Spain is the country in the European Union with the largest area of organic agricultural production. However, However, the highest cost was for the planet. Only one of these wee wee pads takes approximately XNUMX years to decompose. Putting ourselves in the best of cases, a dog uses XNUMX pad daily for only XNUMX years of his life, so when he is a puppy and when he is elder he would use XNUMX soakers in total. If we take into account that only in Spain there are XNUMX million dogs, mostly of mini race, with greater tendency to use wee wee pads and assuming that at least XNUMX% use them, we are talking about a figure of XNUMX wee wee pads that are used daily. Tons and tons of waste are thrown daily to the planet so that our dog does not spoil our house. these crops can be immensely damaging to the environment and ecosystems since to consider them ecological, only the use of pesticides and genetic modification matter. For example, the area with the highest production of organic cultivation in our country is Almería, crops that use seas of square kilometers of plastic and that mostly cover irrigation systems that exploit completely dry aquifer basins and they produce enormous collateral effects.

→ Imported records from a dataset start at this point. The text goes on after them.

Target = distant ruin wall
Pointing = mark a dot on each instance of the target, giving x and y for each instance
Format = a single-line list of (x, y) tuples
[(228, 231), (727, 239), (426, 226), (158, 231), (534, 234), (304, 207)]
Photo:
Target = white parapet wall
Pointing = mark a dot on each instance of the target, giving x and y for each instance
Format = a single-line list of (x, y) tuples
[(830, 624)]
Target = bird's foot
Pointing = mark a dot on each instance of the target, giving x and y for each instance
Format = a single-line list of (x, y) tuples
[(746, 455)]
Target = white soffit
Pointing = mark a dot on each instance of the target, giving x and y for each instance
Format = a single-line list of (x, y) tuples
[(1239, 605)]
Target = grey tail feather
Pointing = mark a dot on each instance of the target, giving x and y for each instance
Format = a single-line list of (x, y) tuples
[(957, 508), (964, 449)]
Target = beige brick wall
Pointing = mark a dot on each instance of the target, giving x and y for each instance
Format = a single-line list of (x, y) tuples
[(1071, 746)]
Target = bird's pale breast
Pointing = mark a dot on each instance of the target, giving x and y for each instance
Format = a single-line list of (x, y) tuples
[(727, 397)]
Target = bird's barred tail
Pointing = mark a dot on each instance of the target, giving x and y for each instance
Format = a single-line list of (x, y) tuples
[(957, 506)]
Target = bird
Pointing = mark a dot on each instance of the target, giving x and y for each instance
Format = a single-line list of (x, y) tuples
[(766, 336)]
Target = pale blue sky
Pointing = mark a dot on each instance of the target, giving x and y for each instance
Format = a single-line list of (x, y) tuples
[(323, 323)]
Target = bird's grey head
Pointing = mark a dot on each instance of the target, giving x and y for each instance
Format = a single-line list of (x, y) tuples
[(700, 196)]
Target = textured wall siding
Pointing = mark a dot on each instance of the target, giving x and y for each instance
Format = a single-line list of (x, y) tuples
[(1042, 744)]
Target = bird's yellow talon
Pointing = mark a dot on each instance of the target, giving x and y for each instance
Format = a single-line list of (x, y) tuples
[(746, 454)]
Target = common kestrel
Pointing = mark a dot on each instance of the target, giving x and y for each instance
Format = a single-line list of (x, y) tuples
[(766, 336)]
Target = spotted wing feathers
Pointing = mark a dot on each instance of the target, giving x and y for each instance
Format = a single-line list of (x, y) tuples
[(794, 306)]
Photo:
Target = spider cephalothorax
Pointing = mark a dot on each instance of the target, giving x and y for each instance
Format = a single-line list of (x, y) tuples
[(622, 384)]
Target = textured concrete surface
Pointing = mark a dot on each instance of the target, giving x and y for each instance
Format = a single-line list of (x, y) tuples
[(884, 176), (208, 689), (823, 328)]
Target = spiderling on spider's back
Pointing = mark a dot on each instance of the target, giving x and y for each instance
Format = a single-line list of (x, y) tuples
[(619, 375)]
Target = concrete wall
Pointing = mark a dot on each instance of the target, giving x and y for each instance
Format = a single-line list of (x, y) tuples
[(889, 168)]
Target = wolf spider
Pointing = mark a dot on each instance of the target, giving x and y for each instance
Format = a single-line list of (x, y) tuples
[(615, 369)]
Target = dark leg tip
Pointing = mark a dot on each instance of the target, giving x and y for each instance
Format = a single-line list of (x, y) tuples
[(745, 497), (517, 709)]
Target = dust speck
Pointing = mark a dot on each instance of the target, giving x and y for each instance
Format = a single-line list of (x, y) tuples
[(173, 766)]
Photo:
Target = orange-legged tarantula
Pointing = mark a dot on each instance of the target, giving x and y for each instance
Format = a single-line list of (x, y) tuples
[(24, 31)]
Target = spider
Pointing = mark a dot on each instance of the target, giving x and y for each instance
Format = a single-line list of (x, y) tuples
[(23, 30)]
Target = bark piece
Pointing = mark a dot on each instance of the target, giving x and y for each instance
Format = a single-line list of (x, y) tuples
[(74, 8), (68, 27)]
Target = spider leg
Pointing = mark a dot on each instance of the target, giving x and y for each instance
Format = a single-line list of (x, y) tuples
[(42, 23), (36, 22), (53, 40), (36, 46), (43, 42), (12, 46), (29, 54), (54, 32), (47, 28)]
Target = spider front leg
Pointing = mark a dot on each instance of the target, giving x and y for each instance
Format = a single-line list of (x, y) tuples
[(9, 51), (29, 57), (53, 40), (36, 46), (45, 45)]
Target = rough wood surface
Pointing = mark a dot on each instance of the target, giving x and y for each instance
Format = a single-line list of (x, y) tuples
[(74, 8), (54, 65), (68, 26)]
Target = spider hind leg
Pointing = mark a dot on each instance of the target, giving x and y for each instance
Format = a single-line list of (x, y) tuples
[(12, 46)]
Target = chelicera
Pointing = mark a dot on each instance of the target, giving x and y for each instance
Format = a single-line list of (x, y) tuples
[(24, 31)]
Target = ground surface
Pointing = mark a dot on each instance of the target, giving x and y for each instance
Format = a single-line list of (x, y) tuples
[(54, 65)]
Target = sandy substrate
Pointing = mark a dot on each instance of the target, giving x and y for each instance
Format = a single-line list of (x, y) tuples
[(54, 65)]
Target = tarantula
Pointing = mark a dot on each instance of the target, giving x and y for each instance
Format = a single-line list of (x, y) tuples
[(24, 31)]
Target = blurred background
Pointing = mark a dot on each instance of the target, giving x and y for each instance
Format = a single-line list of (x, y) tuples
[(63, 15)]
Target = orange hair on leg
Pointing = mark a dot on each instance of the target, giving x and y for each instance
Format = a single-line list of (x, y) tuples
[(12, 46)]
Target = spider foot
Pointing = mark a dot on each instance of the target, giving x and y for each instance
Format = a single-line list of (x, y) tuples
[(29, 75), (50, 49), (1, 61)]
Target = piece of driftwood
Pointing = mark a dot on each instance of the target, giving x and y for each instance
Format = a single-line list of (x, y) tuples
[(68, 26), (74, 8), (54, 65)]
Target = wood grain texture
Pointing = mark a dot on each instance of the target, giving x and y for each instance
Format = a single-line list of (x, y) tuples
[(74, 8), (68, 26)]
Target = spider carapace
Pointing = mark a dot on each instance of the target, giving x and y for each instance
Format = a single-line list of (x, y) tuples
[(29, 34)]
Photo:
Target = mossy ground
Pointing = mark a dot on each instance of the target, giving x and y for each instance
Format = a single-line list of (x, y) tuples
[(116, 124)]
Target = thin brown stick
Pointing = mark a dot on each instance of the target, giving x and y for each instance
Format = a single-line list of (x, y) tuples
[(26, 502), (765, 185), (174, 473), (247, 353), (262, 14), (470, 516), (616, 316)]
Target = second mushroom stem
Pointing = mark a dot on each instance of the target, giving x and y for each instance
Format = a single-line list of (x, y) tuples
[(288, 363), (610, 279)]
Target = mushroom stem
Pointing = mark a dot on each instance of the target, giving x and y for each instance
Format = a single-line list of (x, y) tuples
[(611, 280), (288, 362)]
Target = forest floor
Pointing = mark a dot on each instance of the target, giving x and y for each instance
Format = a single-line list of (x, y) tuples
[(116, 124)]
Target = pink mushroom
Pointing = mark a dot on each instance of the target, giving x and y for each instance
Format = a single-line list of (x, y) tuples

This type of agricultural productions are increasingly common, they are the 'industrial ecological productions', whose profitability is making producers see a vein in the 'Eco'. Even if the majority of organic production continues to come from small farmers who have switched to another type of business due to the exploitation of prices in markets and supermarkets, and they now see how their effort is recognized with a better price for a quality product.
This is not an article to throw away organic farming, far from it, nor do we have to praise industrial production, but we have to make decisions that lead to global improvement and to answer all the problems it is necessary that the industry is helped by the ecological and vice versa.
Grants are required not only for the non-pesticide user but also for sustainable crops, for crops whose production uses electric machines, and for those that establish their distribution network locally or nationally.
We can also create a local production and sales network, or "kilometer 0", where products arrive fresh from the field to a market or restaurant in a matter of hours, leaving an almost non-existent carbon footprint.
We must avoid the tendency to just look at the eco tag and stop to see where it came from, which company distributes it or what packaging is used. So we can make a purchase more sustainable and much more 'Eco'.